Sex Cord–Stromal Tumors

Sex cord–stromal tumors account for only 5% to 8% of all ovarian malignancies. This group of ovarian neoplasms includes granulosa cell tumors, thecomas, fibromas, Sertoli-Leydig cell tumors, and combinations of the various cell types. Granulosa cell tumors are seen in women of all ages, with up to 5% occurring in prepubertal females [46]. As these lesions can be hormonally active (most commonly secreting estrogen), they can result in precocious puberty, endometrial hyperplasia in 25% to 50% of cases, and endometrial cancer in up to 5% [47]. Fertility-preserving surgery should be prioritized, as outlined above for germ cell tumors.

Given the rarity of these malignancies, information regarding adjuvant chemotherapy for adolescent and pediatric patients with advanced stage sex cord–stromal tumors is limited. No prospective trials have been conducted, and it is difficult to draw conclusions regarding optimal therapy from retrospective trials because of small patient numbers and varying treatment regimens. Nonetheless, several regimens have been explored. Response rates to combination Adriamycin-cisplatin (AP), cyclophosphamide-Adriamycin-cisplatin (CAP), cisplatin-vinblastine-bleomycin (PVB), and bleomycin-etoposide-cisplatin (BEP) range from 37% to 100% in patients with advanced-stage or recurrent disease [48]. In addition, platinum and taxane combinations have shown activity in sex cord–stromal tumors and may have equivalent efficacy with lower toxicities when compared with BEP. It is our practice to treat these patients with either BEP or a platinum/taxane combination regimen for three to six cycles.

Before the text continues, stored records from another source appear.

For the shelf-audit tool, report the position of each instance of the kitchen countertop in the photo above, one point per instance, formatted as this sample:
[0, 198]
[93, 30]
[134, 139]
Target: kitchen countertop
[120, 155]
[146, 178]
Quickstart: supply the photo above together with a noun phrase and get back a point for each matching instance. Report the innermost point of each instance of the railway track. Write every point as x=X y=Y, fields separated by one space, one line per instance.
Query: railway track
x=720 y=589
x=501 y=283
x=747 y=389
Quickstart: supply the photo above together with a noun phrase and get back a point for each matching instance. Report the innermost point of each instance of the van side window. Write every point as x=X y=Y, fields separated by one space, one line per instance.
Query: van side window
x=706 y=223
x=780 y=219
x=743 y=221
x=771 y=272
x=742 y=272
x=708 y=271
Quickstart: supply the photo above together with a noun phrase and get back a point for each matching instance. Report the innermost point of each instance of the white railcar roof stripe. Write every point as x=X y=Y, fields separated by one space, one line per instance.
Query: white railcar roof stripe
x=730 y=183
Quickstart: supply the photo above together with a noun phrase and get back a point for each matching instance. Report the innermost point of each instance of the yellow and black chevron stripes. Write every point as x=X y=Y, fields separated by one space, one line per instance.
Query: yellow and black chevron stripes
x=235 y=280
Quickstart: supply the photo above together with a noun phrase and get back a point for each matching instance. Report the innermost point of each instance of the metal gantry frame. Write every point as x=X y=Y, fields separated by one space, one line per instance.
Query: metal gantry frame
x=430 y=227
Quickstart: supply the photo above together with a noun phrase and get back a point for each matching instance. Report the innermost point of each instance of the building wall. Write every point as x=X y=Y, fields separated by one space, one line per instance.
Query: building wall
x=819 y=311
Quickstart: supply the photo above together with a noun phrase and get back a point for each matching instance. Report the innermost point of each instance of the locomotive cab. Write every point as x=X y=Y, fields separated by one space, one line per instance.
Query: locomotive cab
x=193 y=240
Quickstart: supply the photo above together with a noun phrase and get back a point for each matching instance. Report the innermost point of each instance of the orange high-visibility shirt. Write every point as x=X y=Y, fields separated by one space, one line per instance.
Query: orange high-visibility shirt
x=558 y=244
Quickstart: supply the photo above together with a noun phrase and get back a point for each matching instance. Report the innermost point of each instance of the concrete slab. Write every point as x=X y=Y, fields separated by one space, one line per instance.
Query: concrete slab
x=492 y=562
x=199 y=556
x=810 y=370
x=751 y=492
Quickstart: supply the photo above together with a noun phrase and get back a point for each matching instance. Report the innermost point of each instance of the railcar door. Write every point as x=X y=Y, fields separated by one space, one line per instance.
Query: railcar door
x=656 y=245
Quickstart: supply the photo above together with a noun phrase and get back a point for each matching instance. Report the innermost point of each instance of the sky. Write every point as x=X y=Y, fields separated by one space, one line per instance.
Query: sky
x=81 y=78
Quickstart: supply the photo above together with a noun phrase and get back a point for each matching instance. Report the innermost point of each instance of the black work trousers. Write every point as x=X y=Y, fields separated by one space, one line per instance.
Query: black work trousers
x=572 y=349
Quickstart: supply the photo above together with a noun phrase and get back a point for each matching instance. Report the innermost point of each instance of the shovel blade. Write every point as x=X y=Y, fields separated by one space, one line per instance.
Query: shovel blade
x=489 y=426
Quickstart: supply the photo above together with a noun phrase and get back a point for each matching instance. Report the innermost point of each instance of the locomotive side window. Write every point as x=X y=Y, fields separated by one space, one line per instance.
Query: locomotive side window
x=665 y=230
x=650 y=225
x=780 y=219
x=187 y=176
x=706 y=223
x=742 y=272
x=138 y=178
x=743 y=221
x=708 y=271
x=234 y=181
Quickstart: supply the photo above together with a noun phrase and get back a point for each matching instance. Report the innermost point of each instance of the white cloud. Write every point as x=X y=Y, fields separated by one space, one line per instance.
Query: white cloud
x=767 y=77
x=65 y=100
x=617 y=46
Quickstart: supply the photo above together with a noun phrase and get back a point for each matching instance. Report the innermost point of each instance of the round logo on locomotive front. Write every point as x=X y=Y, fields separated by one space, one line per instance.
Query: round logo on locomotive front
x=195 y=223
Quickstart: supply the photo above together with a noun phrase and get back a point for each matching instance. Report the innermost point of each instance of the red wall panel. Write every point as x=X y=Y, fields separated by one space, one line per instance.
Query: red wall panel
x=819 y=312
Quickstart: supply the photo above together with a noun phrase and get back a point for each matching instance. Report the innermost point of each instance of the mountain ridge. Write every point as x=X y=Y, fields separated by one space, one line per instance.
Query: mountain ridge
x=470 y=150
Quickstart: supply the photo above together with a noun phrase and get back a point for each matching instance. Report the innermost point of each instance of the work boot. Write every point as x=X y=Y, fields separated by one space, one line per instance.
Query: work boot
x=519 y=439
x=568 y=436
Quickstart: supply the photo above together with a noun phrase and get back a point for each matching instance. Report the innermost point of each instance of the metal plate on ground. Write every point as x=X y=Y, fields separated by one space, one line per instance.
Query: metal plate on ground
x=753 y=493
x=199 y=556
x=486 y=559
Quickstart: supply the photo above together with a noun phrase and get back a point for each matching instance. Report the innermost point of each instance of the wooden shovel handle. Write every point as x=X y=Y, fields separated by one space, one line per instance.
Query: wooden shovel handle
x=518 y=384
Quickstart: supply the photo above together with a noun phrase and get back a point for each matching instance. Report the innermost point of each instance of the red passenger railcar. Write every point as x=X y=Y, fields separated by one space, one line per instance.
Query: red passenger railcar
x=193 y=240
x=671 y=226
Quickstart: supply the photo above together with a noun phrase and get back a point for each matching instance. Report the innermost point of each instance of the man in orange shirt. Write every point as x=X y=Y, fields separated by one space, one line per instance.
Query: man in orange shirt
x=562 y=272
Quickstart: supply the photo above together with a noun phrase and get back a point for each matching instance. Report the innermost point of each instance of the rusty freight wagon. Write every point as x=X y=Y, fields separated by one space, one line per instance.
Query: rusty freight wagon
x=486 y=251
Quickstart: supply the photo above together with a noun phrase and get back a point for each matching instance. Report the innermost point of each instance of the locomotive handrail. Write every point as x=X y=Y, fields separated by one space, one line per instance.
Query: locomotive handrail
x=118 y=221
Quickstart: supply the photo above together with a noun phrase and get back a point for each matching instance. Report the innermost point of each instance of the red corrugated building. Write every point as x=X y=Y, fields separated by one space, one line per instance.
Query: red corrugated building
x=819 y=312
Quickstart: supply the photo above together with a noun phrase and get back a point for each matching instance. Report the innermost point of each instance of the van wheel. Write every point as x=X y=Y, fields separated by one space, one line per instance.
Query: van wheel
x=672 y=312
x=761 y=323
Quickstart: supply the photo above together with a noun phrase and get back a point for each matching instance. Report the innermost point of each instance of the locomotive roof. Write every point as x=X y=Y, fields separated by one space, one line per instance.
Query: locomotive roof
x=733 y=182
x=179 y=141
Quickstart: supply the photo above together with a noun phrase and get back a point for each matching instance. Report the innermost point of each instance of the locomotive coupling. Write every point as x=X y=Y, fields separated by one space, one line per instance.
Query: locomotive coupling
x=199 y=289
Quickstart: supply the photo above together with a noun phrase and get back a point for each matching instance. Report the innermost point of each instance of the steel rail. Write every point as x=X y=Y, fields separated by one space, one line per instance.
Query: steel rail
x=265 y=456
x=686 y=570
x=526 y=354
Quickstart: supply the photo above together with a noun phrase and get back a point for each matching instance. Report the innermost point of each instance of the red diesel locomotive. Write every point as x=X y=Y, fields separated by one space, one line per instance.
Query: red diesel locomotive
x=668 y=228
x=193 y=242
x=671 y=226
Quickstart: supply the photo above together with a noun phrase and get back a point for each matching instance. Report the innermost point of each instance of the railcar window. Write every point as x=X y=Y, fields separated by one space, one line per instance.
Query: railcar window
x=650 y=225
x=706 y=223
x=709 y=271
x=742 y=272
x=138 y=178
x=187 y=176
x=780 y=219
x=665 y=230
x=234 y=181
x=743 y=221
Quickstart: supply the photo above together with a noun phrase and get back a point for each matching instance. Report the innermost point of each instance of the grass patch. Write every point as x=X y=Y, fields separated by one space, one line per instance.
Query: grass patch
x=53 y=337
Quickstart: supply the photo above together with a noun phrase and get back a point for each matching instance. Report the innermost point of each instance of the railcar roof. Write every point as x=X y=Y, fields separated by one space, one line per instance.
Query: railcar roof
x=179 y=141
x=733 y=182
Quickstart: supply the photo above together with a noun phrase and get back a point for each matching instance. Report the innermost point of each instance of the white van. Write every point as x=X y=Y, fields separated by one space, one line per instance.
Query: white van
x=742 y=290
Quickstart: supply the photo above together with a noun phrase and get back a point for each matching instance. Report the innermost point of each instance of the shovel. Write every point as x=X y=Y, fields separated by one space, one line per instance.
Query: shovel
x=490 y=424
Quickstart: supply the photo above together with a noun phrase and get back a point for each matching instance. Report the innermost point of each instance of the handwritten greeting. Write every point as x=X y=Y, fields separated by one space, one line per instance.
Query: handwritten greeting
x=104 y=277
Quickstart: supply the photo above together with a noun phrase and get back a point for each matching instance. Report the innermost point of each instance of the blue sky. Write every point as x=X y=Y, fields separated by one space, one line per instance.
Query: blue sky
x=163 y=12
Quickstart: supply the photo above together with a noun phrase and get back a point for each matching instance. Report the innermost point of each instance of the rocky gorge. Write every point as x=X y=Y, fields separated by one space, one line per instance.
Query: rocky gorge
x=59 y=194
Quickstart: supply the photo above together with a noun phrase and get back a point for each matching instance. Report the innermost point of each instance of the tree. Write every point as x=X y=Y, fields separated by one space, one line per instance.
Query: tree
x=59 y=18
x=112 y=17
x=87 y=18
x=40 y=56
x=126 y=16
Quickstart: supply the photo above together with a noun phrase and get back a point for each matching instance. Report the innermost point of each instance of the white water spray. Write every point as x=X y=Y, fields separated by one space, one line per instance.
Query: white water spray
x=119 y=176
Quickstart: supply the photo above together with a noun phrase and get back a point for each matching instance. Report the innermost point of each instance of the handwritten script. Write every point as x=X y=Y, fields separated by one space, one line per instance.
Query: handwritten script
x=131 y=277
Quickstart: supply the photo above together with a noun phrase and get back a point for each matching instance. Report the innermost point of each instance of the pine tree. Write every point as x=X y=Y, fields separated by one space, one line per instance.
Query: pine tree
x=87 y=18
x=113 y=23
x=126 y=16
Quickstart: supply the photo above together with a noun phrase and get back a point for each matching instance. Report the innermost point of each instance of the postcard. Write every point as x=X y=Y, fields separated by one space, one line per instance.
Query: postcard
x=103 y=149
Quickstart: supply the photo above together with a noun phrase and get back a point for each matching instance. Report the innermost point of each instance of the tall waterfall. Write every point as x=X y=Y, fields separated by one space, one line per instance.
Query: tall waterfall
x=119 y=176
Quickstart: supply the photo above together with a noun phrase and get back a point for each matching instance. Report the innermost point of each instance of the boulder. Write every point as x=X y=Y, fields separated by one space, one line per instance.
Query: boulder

Tumors of Low Malignant Potential and Epithelial Ovarian Cancers

Epithelial ovarian cancer is uncommon in pediatric and adolescent patients. Most of these lesions are comprised of low malignant potential (LMP) tumors. In a retrospective review, You et al. [49] described the distribution of gynecologic cancers in patients less than 25 years of age. The most common primary site was the ovary (46% of patients). Of those patients with epithelial ovarian lesions, nearly 70% were LMP tumors. When an LMP tumor is identified in an adolescent female, surgical management may be limited to unilateral salpingo-oophorectomy with complete surgical staging, provided that the tumor appears confined to one ovary [50]. However, patients should be counseled regarding recurrence rates greater than 30%. If there is bilateral ovarian involvement and complete resection can be achieved, ovarian cystectomy is the treatment of choice [51]. Complete surgical staging—including exploration of the entire abdominal cavity, peritoneal washings, infracolic omentectomy, and multiple peritoneal biopsies—is important, as 20% of patients may have noninvasive as well as invasive metastatic implants [52].

Treatment of invasive epithelial ovarian cancer in adolescent patients adheres to management principles established for adult patients, with additional emphasis on fertility preservation if possible. In patients with well-differentiated, encapsulated, unilateral lesions without adhesions or ascites, fertility-preserving surgery in the form of a unilateral salpingo-oophorectomy and complete staging, with preservation of the uterus and contralateral ovary, may be considered [50, 53]. It is recommended that biopsy of a normal-appearing contralateral ovary be avoided, as this can result in mechanical infertility. If the contralateral ovary appears grossly normal, the risk of occult malignancy is less than 3%. Adjuvant chemotherapy follows surgery in all patients except those with completely staged lesions of FIGO 1A grade 1 or 1B grade 1.

Conclusions

The etiology of adnexal masses in pediatric and adolescent patients is broad. If surgery is performed, techniques of ovarian preservation should be prioritized when benign masses are encountered, to optimize future fertility potential. Conversely, when ovarian malignancy is identified, complete excision of the mass and accurate surgical staging is essential, in order to improve patient outcomes and guide adjuvant therapy. A collaborative approach, incorporating gynecologic surgeons as well as the pediatric surgeons who commonly care for this unique patient population, is paramount to the accomplishment of these goals.